Would you mind applying the following DEBUG patch, restarting some slurmds with multiple GPUs that are using AutoDetect, and attaching the slurmd.log outputs? I'd like at least one for an Intel node and one for an AMD node. I'm hoping this will explain why the core affinities are being incorrectly converted in xcpuinfo_mac_to_abs().

Thanks,
-Michael

Comment 3 Michael Hinton 2021-02-26 13:59:53 MST

Hi Kilian,

Do you think you will be able to run the debug patch at some point?

Comment 5 Kilian Cavalotti 2021-02-26 14:11:10 MST

Hi Michael

(In reply to Michael Hinton from comment #3)
> Do you think you will be able to run the debug patch at some point?

Yep, sorry for the delay, I'll send you the info shortly.

Cheers,
--
Kilian

Comment 6 Kilian Cavalotti 2021-02-26 15:02:10 MST

Created attachment 18163 [details]
slurmd logs w/ debug path

Here are the slurmd logs with the debug patch, from an Intel node (sh02-14n08) and an AMD ndoe (sh03-13n14). I provided the output of lstopo and nvidia-smi topo -m for both.

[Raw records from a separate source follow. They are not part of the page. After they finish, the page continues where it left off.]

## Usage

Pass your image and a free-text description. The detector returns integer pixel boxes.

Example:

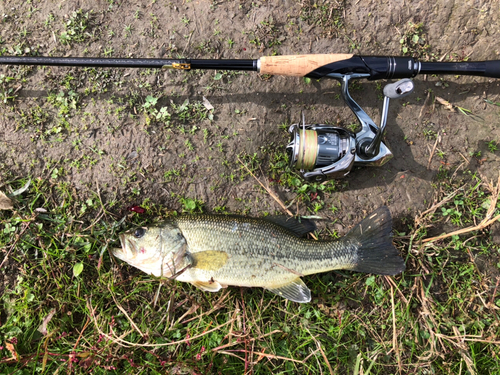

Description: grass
[0,170,500,374]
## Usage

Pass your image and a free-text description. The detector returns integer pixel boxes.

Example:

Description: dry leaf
[436,96,456,112]
[5,342,19,361]
[203,97,214,111]
[0,191,14,210]
[38,309,56,336]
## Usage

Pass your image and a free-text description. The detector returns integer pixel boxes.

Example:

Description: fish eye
[134,228,146,238]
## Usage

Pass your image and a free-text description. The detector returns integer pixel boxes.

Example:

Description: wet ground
[0,1,500,253]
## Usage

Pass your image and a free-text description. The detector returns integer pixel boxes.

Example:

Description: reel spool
[286,114,356,181]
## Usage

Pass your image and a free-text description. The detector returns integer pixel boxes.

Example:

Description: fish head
[112,224,188,277]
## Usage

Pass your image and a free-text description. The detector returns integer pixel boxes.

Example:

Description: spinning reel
[286,73,414,181]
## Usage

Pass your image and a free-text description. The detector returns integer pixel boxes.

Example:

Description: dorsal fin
[264,215,316,237]
[266,278,311,303]
[189,250,229,271]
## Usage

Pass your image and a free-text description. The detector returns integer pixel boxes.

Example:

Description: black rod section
[420,60,500,78]
[0,56,257,71]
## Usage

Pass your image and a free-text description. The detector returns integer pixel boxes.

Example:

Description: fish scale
[113,207,405,302]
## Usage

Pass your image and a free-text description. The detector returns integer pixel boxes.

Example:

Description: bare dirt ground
[0,0,500,374]
[0,1,500,222]
[0,1,500,226]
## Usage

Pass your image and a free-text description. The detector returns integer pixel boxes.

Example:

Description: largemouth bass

Let me know if you need anything else!

Cheers,
--
Kilian

Comment 7 Michael Hinton 2021-02-26 15:09:54 MST

Great! I'll investigate this some more and get back to you.

Thanks,
-Michael

Comment 8 Michael Hinton 2021-02-26 17:10:01 MST

Created attachment 18165 [details]
v2

I have some good news (at the expense of exposing myself as being stupid): I found the issue and have a patch for you!

Attached is a v2 that fixes the issue in commit [1/2] and then adds optional debugging in [2/2]. Once v2 appears to fix everything, you can go ahead and drop commit [2/2], though it won't hurt to leave it in, since it's just extra logging info in the slurmd.log.

It turns out that in my effort to improve AutoDetect for 20.11 in the case where threads per core > 1, AutoDetect erroneously makes the detected GPUs have affinity for ALL cores. Hence, I'm stupid :) Commit [1/2] should fix that.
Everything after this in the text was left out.